Providing “insight into the nature of ‘humanness’”
In the summer of 1994, the Linguistic Society of America endorsed a policy statement on “The Need for the Documentation of Linguistic Diversity.” This statement reflected back on a period characterized by ambitious efforts to generalize linguistic knowledge to a universal (or, nearly universal) scale. Members of the Committee on Endangered Languages and Their Preservation wrote:
If the central concern of linguistics is essentially anthropological or psychological, i.e. to provide insight into the nature of “humanness” through the investigation of the structure of human language, then linguistics will without question benefit by supporting research on the documentation of dying or endangered languages. Taking the study of universal grammar and linguistic typology (the study of the restricted ways in which languages may differ from each other) as more concrete manifestations of this central concern, linguistic typology is obviously enriched by knowledge of linguistic diversity, as languages on the geographical or linguistic “fringe” sometimes turn out to be the most diverse typologically… Somewhat less obviously, the positing of language universals must necessarily be revised and thus become more accurate when the structure of divergent languages is made known.
This document—which goes on to outline recommendations for training, archiving, hiring, and promotion—is an important source for the history of the “endangerment sensibility” and the rise of documentary linguistics. But it is also noteworthy for its discussion of two approaches to language universals: “the study of universal grammar and linguistic typology” are presented as “concrete manifestations” of the “central concern” of the discipline, namely, to shed light on our “humanness.” The fact that these approaches garner such prominent attention in the statement suggests that champions of endangered languages in the early 1990s took researchers invested in universal grammar and linguistic typology to be key members—or influencers—of the audience they were trying to compel.

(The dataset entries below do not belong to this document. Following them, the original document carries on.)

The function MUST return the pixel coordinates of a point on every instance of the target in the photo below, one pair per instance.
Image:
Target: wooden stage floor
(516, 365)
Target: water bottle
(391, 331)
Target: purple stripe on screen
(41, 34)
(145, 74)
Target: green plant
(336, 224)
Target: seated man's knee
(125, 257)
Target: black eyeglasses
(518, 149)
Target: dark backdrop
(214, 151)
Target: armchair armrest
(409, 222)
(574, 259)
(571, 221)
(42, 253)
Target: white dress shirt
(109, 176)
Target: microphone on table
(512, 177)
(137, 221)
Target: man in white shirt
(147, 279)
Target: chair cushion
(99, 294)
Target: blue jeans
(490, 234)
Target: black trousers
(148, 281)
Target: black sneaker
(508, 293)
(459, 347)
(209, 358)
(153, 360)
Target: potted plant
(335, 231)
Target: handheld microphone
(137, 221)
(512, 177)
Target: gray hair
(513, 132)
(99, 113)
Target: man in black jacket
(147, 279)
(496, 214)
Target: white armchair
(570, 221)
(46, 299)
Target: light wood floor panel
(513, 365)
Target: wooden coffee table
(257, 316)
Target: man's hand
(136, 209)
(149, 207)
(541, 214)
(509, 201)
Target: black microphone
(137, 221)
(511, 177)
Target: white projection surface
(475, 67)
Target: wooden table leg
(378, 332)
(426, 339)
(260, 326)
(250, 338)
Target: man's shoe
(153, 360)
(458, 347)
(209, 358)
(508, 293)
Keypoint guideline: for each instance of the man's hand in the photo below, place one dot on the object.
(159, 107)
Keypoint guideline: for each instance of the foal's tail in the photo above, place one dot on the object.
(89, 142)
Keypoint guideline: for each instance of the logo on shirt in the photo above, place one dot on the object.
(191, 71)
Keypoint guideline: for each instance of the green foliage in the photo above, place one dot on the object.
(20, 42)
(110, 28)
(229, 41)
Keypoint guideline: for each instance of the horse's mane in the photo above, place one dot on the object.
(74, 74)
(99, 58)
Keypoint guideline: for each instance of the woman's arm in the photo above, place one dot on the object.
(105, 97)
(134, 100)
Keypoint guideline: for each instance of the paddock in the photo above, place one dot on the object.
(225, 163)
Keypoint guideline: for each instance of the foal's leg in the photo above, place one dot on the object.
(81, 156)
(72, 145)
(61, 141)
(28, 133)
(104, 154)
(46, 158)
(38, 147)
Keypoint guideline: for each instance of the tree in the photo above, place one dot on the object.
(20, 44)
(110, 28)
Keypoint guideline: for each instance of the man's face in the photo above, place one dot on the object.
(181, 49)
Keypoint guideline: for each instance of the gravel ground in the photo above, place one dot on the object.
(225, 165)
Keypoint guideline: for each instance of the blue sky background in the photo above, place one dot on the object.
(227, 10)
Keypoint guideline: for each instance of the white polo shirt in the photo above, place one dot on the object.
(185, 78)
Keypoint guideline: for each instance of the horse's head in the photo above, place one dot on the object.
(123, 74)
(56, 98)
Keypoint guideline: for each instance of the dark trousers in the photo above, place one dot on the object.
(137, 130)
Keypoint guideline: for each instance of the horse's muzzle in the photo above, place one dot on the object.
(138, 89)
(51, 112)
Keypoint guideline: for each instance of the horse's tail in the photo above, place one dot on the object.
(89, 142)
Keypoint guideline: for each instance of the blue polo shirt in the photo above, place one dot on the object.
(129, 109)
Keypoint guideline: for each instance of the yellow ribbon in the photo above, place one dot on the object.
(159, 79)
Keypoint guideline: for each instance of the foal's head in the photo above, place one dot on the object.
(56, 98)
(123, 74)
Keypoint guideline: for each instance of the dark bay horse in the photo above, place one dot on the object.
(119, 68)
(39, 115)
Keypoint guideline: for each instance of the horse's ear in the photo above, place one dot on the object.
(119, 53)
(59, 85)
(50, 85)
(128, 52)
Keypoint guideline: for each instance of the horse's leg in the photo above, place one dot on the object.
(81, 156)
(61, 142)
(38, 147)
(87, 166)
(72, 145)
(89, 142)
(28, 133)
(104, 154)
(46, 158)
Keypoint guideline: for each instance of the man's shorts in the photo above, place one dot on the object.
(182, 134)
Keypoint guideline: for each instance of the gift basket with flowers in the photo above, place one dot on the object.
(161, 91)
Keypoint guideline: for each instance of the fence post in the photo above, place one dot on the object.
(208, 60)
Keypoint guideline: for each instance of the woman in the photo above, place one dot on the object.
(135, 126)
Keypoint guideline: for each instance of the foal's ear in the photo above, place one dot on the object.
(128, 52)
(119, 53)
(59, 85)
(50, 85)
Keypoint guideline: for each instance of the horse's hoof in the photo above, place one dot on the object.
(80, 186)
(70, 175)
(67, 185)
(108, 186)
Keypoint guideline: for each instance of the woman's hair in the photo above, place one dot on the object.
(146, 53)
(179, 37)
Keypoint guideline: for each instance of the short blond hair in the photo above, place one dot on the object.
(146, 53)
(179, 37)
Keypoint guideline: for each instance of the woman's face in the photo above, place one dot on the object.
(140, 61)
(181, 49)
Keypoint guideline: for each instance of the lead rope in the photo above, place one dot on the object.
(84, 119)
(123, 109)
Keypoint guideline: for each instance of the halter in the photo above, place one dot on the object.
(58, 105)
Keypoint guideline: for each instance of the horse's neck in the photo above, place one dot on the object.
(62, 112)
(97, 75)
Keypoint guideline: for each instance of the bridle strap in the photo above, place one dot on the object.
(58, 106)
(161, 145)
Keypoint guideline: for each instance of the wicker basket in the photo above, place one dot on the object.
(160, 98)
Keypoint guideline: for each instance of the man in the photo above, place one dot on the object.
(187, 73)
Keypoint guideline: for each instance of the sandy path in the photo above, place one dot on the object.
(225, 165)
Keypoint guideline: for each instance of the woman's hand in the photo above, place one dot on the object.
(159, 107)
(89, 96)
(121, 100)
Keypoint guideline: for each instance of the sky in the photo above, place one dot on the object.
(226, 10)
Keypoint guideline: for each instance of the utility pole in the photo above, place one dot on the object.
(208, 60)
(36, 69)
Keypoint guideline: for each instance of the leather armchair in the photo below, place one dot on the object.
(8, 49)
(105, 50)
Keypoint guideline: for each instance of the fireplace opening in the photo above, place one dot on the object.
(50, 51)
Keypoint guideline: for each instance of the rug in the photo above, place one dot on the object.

The project, “Linguistics: Reconstructing the Discipline through Universals Research,” likewise focuses on the study of universal grammar and linguistic typology—two approaches that can be identified with the scholarly networks surrounding Noam Chomsky and Joseph Greenberg during the 1960s and ‘70s. By looking at their work in tandem, it explores disciplinary disunity at an important moment in time. In addition, it investigates the specific contributions of logical and empirical orientations to the study of human language—methodological predispositions that the philosopher John Searle described in terms of
…a fundamental opposition between those who believe that progress is to be made by a rigorous observation of man’s actual behavior and those who believe that such observations are interesting only in so far as they reveal to us hidden and possibly fairly mysterious underlying laws.

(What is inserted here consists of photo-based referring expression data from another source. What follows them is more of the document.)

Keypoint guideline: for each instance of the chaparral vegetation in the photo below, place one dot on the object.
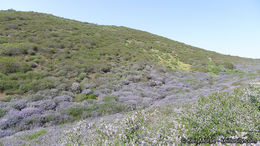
(65, 82)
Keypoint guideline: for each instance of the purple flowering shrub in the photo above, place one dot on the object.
(224, 115)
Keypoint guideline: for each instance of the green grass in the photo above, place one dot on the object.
(41, 43)
(36, 134)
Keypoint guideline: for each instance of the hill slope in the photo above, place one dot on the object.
(34, 46)
(55, 71)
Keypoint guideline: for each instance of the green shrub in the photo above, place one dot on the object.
(223, 115)
(12, 65)
(16, 49)
(229, 65)
(82, 97)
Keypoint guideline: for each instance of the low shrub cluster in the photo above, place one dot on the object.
(224, 115)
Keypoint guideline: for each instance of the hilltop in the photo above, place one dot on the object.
(57, 71)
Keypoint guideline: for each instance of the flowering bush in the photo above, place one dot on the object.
(224, 115)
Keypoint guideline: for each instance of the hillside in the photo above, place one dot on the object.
(55, 71)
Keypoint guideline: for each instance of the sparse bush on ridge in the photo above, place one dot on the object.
(224, 115)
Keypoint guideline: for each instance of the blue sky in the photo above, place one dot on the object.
(225, 26)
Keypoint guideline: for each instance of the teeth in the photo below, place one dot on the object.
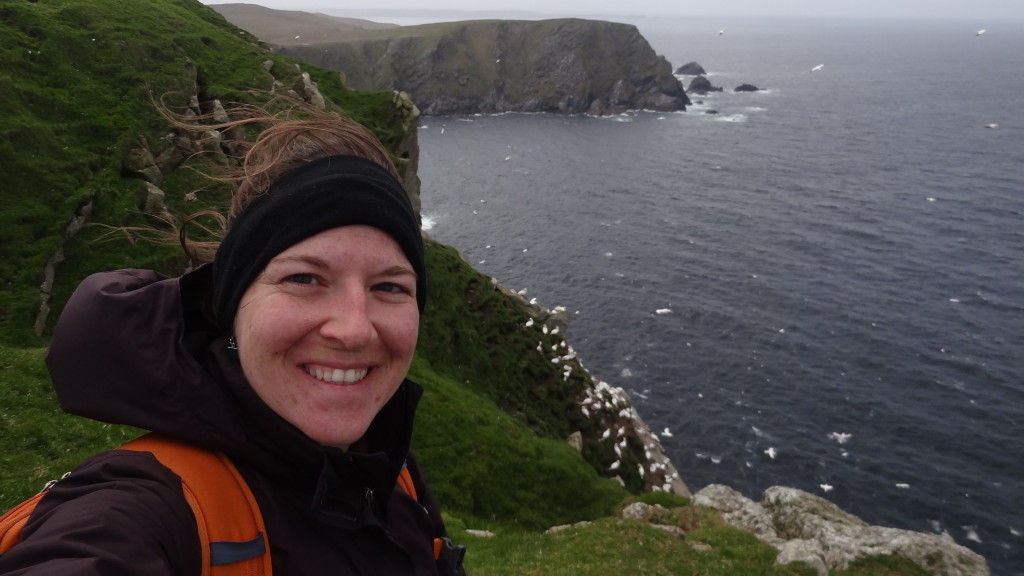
(338, 376)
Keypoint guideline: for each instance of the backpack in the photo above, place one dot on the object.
(230, 542)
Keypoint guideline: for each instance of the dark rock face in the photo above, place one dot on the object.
(560, 66)
(690, 69)
(700, 85)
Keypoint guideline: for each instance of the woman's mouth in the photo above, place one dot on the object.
(337, 375)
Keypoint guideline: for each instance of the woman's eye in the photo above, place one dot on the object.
(301, 279)
(391, 287)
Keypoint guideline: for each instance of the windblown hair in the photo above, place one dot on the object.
(291, 137)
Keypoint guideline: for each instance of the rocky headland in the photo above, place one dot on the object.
(566, 66)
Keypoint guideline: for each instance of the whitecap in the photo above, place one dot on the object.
(734, 118)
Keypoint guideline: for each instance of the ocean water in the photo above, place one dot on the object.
(842, 254)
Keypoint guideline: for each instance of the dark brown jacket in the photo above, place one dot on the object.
(133, 347)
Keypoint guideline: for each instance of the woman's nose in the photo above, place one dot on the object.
(347, 320)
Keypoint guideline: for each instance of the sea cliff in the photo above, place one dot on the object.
(566, 66)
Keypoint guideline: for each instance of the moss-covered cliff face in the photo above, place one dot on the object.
(562, 66)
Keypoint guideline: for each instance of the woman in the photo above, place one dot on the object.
(288, 353)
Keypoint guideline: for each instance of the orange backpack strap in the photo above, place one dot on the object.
(443, 547)
(230, 527)
(14, 520)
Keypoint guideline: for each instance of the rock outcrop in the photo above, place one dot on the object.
(700, 85)
(807, 528)
(566, 66)
(690, 69)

What can we learn from this opposition? In what sense did these understandings of “progress” hold together? Not only does the project put such questions to Chomsky and Greenberg; ultimately, it will also trace conversations about language universals both backwards and forwards in time. In so doing, it supports understanding of how disciplines work “synchronically” (in cross-section) and “diachronically” (through time.
This online journal will provide bi-weekly reports of the project, which was launched with support from the National Science Foundation in 2022. Accounts of archival finds, bibliographic resources, interviews, and guest entries all lay in store. Comments and discussion are most welcome.
Works cited:
Greenberg, Joseph H. 1990 [1983]. “Two Approaches to Language Universals.” In On Language: Selected Writings of Joseph H. Greenberg. Stanford: Stanford University Press, 702-722.
Himmelmann, Nikolaus P. 1998. “Documentary and Descriptive Linguistics.” Linguistics 36: 161-195.
LSA Committee on Endangered Languages and Their Preservation, “The Need for the Documentation of Linguistic Diversity.” (https://www.linguisticsociety.org/sites/default/files/lsa-stmt-documentation-linguistic-diversity.pdf). Accessed 4 May 2023.
Searle, John. 1972. “A Special Supplement: Chomsky’s Revolution in Linguistics.” The New York Review of Books, June 29 Issue.
Vidal, Fernando, and Nélia Dias. 2016. Endangerment, Biodiversity and Culture. London and New York: Routledge.